# Looking at Regency E33 Gas Insert



## hack (Oct 5, 2016)

I'm looking at purchasing a gas fireplace insert to install in my existing fireplace.  Does anyone have any suggestions in terms of a good unit?  The closest dealer carries Regency, so I was looking at the E33.  I just ran across some negative reviews of Regency on this site, so any info would be greatly appreciated.

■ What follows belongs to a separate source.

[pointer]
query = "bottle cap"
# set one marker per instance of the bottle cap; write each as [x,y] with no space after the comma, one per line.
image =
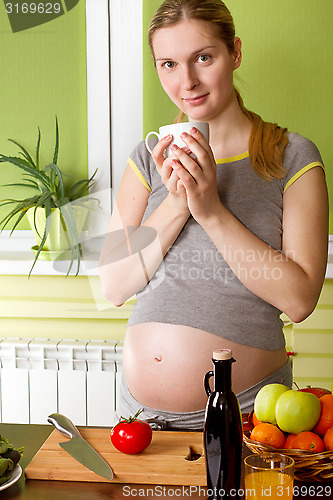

There are dealers near me that carry other brands as well, such as Avalon, Kozy Heat, and Heatilator.

Thanks in advance.


----------



## DAKSY (Oct 5, 2016)

I've sold & installed E33 inserts in the past so I may not be up to date on any changes made to the product,
but I WILL say that Regency makes Kick-a$$ gas units & they throw a LOT of heat.
I was never a fan of the flame presentation, as their flame pattern seemed to be too linear for my liking,
but maybe that has been addressed as well.
I would choose that product over the Heatilator, since that's like Heat & Glo's little brother.
I don't have a lot of experience with the other two choices...


----------



## hack (Oct 5, 2016)

Thanks Bob for the reply.  Heat output is our top priority, so the E33 is high on our list.  We found a better price on a Avalon so we plan on looking at it as well.


----------